The problem is not accessibility, it's the process
Let's put it bluntly: The way accessibility is implemented today, it is expensive, suboptimal and we may not see any resounding successes for many years. Now it costs money, mainly because it has been overslept for decades. More than 30 years ago, the USA - under a conservative government by the way - committed large parts of the private sector to accessibility. There are also many problems in the USA, but Germany is still far behind. Although we know that we need many 10,000 accessible apartments and houses, although the aging population depends on step-free access to culture and transport, although many medical practices are not accessible, relatively little is happening.
The cause of the problem seems relatively clear to me. It's not the accessibility per se, but the way the processes are designed.
An example: An authority wants to create a brochure. Person X writes the text, agency Y creates a printable PDF on it, agency Y makes it accessible. The PDF, which has been optimized for printing and is reasonably accessible, is then placed on the Internet. So banal, so stupid. If you went one step earlier and designed the document using a flexible language like XML, you could optimize the document for print, for the website, and for download in one step. I'm a self-confessed PDF hater, but even I would be fine with such a process. Only sighted people believe in perfectly accessible PDFs, they don't have to use them.
Or: Authority prints out form, blind person has to fill it out with external help and send it to authority, authority scans it.
Another example: There is a set of corona rules. Once the full set was translated into plain language, and sign language and made available to countries, lawmakers could publish the exact rules in those formats that apply in their respective territories. Instead, little to nothing is implemented in understandable formats - the argument, money. But there is a human right to understandable information.
The core message of every accessibility lecture is: think about accessibility right from the start. In my experience, this is rarely heeded.

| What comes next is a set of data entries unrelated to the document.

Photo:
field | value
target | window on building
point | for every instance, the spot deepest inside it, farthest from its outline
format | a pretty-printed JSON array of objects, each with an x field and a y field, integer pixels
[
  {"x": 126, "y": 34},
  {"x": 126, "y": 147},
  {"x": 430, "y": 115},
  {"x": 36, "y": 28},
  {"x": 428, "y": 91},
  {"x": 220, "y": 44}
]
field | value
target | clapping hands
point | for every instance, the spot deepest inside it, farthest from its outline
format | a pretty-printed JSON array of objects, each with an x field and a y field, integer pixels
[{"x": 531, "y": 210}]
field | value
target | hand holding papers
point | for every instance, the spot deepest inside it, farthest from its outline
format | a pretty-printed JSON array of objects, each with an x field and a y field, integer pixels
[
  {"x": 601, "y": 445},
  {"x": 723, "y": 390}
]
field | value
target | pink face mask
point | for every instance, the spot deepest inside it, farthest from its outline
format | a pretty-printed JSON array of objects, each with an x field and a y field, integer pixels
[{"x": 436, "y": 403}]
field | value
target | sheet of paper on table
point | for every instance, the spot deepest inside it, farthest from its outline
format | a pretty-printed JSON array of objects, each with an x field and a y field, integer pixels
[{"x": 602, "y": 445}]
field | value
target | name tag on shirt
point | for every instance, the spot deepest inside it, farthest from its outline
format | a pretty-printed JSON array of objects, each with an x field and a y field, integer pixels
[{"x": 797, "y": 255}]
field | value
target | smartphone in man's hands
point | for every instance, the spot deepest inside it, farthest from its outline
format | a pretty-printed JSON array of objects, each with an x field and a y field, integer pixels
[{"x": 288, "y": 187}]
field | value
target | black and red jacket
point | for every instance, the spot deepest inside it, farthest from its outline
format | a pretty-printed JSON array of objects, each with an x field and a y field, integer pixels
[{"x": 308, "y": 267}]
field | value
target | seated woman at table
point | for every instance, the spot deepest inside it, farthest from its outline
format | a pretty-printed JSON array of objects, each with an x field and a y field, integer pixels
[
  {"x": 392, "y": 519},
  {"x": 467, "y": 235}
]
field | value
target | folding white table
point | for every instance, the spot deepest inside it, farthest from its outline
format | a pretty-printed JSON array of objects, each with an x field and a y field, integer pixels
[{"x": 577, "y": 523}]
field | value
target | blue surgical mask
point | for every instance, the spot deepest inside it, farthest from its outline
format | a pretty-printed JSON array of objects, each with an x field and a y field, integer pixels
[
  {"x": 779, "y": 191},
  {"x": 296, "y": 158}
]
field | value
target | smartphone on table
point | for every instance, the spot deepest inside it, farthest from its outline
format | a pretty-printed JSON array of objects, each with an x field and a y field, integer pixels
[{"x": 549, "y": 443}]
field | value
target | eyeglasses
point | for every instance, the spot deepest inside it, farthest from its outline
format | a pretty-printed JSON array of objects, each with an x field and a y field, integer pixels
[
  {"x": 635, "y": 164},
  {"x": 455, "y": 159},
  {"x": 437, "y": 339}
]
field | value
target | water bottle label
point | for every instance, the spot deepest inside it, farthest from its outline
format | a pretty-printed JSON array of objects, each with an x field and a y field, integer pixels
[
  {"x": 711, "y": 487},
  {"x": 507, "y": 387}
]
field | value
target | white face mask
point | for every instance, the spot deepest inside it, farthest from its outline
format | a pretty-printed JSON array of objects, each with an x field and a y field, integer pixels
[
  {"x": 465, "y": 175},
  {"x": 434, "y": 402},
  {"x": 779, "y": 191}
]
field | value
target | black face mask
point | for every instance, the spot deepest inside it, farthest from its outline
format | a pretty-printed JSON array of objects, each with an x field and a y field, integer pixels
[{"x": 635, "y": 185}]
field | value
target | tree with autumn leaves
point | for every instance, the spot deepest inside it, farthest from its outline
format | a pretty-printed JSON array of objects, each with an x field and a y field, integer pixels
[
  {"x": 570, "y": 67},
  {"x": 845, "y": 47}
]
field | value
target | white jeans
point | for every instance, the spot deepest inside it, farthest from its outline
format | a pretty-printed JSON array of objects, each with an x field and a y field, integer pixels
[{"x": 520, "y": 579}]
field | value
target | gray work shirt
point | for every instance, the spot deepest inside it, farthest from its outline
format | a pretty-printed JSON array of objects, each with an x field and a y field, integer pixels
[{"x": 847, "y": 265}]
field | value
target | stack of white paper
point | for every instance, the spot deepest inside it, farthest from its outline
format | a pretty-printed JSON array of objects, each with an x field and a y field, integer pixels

Maybe we should change our message like this: Rethink your processes in such a way that accessibility is always taken into account and considered right from the start.
Similar to digitization, the problem is probably related to the fact that large organizations and especially the public sector find it extremely difficult to tackle existing processes in a destructive manner, i.e. to completely rethink them. There are no diligence points for accessibility and there are also no Oscars for having invested a lot of money. The result counts.
As a result, accessibility is violated hundreds of times a day. Tender documents must be accessible, but in many cases they are still not, because the programs used cannot create accessible PDFs. I can't even count the number of times I get protected PDF or scanned images that the screen reader can't read.